Map 11-1 Air offensive in Western Europe as of September 6, 1943.
Map courtesy of the National Archives (RG 160, Vol. 2, No. 20)
Toward the end of the war, the Japanese sent incendiary bombs to the United States and Canada via balloon. Few reached their targets, and damage from the balloon bombs was minimal. The only casualties were Elsie Mitchell and her five children, who found a balloon bomb while fishing in Lake County, Oregon. The bomb detonated while they were examining it. The Mitchells were also the only casualties from enemy action on the U.S. mainland.

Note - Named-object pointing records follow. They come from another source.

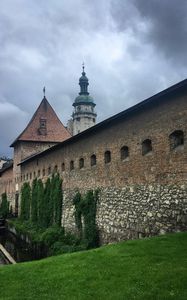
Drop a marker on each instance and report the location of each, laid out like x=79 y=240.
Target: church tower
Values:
x=84 y=115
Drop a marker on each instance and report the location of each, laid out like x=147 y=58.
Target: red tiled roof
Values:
x=55 y=130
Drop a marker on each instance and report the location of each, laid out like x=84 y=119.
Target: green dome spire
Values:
x=83 y=95
x=83 y=82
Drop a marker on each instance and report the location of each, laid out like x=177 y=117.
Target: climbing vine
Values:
x=85 y=206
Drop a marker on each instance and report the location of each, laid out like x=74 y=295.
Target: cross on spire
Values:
x=83 y=67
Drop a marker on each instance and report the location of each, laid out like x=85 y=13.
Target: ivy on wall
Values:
x=85 y=209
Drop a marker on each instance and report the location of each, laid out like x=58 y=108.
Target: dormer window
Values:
x=42 y=123
x=42 y=127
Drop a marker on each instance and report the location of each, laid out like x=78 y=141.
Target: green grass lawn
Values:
x=154 y=268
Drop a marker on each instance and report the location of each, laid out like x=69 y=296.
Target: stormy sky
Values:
x=131 y=50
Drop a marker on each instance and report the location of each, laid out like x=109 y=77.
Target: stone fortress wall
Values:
x=139 y=163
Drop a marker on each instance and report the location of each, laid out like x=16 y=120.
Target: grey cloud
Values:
x=122 y=43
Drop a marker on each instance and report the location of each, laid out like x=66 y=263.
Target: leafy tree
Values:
x=4 y=208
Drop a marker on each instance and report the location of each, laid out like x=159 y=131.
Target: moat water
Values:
x=18 y=249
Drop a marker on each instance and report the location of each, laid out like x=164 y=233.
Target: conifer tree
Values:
x=58 y=200
x=34 y=201
x=47 y=203
x=41 y=206
x=4 y=208
x=25 y=201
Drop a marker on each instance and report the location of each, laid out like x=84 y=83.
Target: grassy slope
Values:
x=154 y=268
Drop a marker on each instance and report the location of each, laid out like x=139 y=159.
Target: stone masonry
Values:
x=141 y=194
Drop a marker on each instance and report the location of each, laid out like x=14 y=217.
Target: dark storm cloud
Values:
x=160 y=23
x=132 y=49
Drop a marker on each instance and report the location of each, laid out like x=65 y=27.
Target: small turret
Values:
x=84 y=115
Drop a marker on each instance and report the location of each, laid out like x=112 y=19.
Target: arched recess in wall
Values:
x=146 y=146
x=176 y=139
x=124 y=152
x=93 y=160
x=107 y=157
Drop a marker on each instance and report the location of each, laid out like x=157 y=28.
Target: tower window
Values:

Fig 11-2 Pilots aboard a U.S. Navy aircraft carrier receive last minute instructions before taking off to attack industrial and military installations in Tokyo.
Photo courtesy of the National Archives (208-N-38374)
The British created a number of large bombs, including a 4,000-pounder that could level an entire city block. This “blockbuster” bomb was first used against the German port of Emden on April 1, 1941. The largest bombs used during the war were British-made 12,000-and 22,000-pound “earthquake” bombs known, respectively, as Tallboy and Grand Slam. These bombs were used against German submarine pens and other heavily fortified targets and proved quite effective. A Tallboy bomb was also used to sink the German battleship Tirpitz, which had survived blasts from smaller bombs.
Some large bombs were equipped with parachutes to slow their fall so aircraft could safely escape the blast area before they detonated.
The largest Axis bomb used was the German 5,511-pound SB 2500, which carried an explosive charge of more than 3,700 pounds. The bomb was effective, but few were dropped during the war. The most destructive Allied bombs, of course, were the atomic bombs used to destroy Hiroshima and Nagasaki.